September 15th, 2009
Dearest friends and family,
Yes, it is past 3:45 am and I am still up. Don’t be mad, it’s the steroids’ fault. It doesn’t let me sleep sometimes. Tonight is one of those nights. I just wanted to tell you that I have started a blog about my journey living with Lupus. This is a big step for me. I’ve found it hard to share my struggles or even the fact that I have this disease, but I was inspired by an actress named Lisa Ray. She was in the Canadian film “Water,” which I saw and I was captivated by her performance. I found out the other day that she had been diagnosed with a rare form of bone cancer and that she had started a blog to share her experience with the world (lisaraniray.wordpress.com). I went to the blog and was surprised to see that she is undergoing chemo and taking steroids… just like me. I read in amazement as she talked about her sleepness nights and her weight gain and her “moon face.” It gave me so much comfort to read her blog, to see how strong and beautiful she is and to know that right now she is probably wide awake in Toronto, just how I am here. So I started one, too, and I hope I can inspire other people with lupus and show them that they can get through it, that they aren’t alone. And maybe it will help the medical community solve this mystery called lupus or even solve some of the mysteries of the brain. I am offering myself up as a lab rat to the world and the best thing is that no animals get hurt (PETA would love me!). This blog also serves as a way to keep my family and friends informed and updated on my medical condition. It gives me a way to post questions as I do my research and empower myself by finding out more about my disease.
I used to be scared of the “blogger universe” with all the personal sharing and all that, but now I see it as a powerful tool that, if used correctly, can instigate powerful change if only in the form of one girl finally realizing that she is not alone. There is someone else who feels the way she does and look at her – she’s still here. And I am still here, people. I’m not going anywhere.
I love you all. I hope you enjoy reading it because I really enjoy writing it.
I wrote this email during a severe flare-up of Lupus Cerebritis (brain tissue inflammation), which, in combination with a high dose of Prednisone, resulted in a period of psychosis similar to that of bipolar mania. For eight years, I was very private about my struggles living with Lupus. When my lucid mind returned, I was horrified to realize that I had been broadcasting my very personal, and at the time, very manic experiences for the entire internet universe to see. Ultimately, I chose to continue telling my story, because although I was not entirely myself when I wrote the letter above, my desire to reach out and connect with people remains the same.

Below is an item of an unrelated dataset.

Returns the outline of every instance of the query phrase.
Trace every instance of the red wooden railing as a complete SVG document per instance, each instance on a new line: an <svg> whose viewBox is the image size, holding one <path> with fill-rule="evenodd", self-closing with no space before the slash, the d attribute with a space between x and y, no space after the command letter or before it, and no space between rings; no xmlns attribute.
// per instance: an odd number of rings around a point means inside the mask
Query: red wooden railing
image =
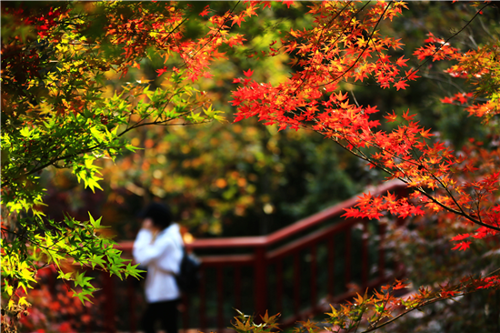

Originally called “Lupus Face: One in a Sea of a Thousand,” now titled, “Face Forward,” this blog is meant to be a meeting place, a virtual hug to my readers (lupus and non-lupus warriors alike), and a way of keeping myself accountable in my journey to live a life of balance, health, and epic adventure. The domain name, lupusfaceforward.com, merges the original and current blog title. It reminds me to move forward, but to never forget the lessons of the past.
Thank you for coming by and being part of my journey and hopefully, sharing some of yours with me.